Their recent tyres use a silica compound added to the tyres to increase durability, and whilst possibly still not quite as robust as vulcanised rubber, they last well. 

The latest Vittorias have stood up to the rigours of road and gravel in the WorldTour, with numerous teams now riding the tubeless tyres.

Both models also utilise a “high density” puncture protection belt under the tread.  The Corsa Control uses a slightly thicker tread depth in order to be more durable than the Pro, also improving puncture resistance. Vittoria has changed their production process so that both models are now seamless, a benefit for tubeless systems. Both models are claimed to have improved performance over the Corsa TLR and Corsa Control TLR with highlights including –

Rolling performance/speed: Improved by 12% for the Corsa Pro and 2% for the Corsa Control.

Puncture resistance: Improved by 18% for the Corsa Pro and 19% for the Corsa Control.

Weight: Lighter by 4% for the Corsa Pro and 2% for the Corsa Control.

The improvements in puncture resistance are particularly impressive, if true. I would’ve also liked to have seen some figures on durability as it is difficult to assess during a short-term review.
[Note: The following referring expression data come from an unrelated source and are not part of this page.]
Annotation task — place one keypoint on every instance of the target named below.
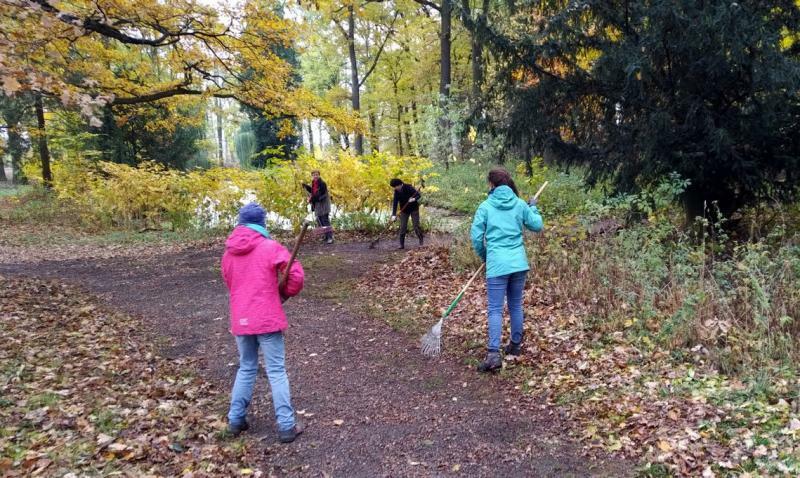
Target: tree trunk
(373, 133)
(354, 81)
(445, 42)
(415, 120)
(407, 131)
(220, 152)
(44, 152)
(311, 136)
(16, 146)
(444, 82)
(399, 110)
Luke Meers has extensively tested the tyres around his local haunt of Wollongong..

To The Ride

So how do they ride? In short, beautifully. That cotton-cased suppleness is still there in spades and the tyres feel grippy and reassuring in all conditions. I didn’t have a single issue, puncture or moment of lost grip while testing them over several weeks.  
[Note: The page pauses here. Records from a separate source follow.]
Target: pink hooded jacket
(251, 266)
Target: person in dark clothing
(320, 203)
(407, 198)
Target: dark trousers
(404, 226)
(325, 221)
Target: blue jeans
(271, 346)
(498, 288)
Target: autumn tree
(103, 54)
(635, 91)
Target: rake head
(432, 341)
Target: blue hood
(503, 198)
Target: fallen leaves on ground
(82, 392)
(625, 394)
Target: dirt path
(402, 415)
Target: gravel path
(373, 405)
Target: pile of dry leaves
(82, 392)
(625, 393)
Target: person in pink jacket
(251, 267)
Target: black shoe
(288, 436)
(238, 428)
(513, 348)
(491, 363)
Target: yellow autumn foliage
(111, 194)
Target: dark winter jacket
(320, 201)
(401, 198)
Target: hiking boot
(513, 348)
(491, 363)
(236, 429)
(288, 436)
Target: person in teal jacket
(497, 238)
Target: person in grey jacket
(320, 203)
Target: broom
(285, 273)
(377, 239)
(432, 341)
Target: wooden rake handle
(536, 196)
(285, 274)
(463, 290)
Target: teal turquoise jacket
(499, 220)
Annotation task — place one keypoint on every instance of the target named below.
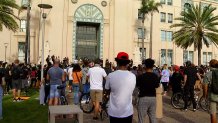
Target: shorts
(96, 95)
(16, 84)
(24, 83)
(213, 108)
(54, 92)
(71, 82)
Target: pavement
(170, 115)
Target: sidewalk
(171, 115)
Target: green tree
(7, 16)
(148, 7)
(197, 26)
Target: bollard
(159, 102)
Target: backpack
(15, 73)
(214, 83)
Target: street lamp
(44, 15)
(6, 45)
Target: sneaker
(18, 100)
(14, 100)
(185, 109)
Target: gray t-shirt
(55, 75)
(207, 80)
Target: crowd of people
(83, 76)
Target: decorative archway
(91, 14)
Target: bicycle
(177, 100)
(63, 99)
(87, 106)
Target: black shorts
(16, 84)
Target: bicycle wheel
(86, 104)
(204, 104)
(104, 114)
(63, 100)
(177, 101)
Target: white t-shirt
(96, 75)
(122, 84)
(70, 72)
(165, 75)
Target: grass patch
(28, 111)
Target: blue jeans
(1, 96)
(76, 93)
(86, 88)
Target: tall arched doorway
(88, 32)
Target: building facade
(101, 29)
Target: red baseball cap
(176, 68)
(122, 56)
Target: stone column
(159, 102)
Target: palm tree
(148, 7)
(197, 27)
(7, 17)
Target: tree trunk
(27, 44)
(151, 30)
(199, 55)
(143, 38)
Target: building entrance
(87, 40)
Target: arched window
(24, 2)
(186, 6)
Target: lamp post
(44, 16)
(6, 45)
(27, 7)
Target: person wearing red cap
(121, 83)
(176, 80)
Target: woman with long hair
(77, 77)
(165, 77)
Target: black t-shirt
(176, 79)
(147, 84)
(191, 73)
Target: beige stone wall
(120, 31)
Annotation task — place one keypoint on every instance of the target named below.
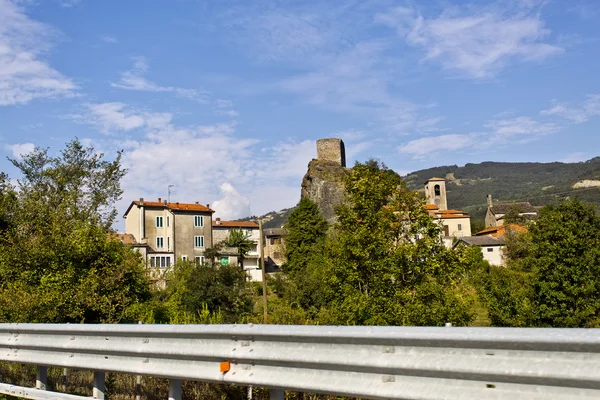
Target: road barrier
(368, 362)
This makes for less interesting reading but bodes well for the performance of the tyres. Unfortunately, without several months of testing, I can’t comment confidently on durability or puncture resistance. I didn’t see much wear, even on the Corsa Pro rear tyre. 

My main critique would be that at around 300g for the 28mm TLR, these tyres are a little heavier than some of their competitors, albeit not by too much. Would I recommend them? Yes definitely, for everyday use the Corsa Pro Control is a great option. 

For only a modest weight increase, and a little increase in rolling resistance, it gives a greater sense of protection and longer life whilst not losing too much in terms of ride feel. For racing options, the Corsa Pro offers reduced rolling resistance and a small weight advantage. 

Both options equipped with sexy tan walls (Vittoria calls it “para”) are sure to be popular. 

The bottom line? The tyres are currently selling for around $100 each.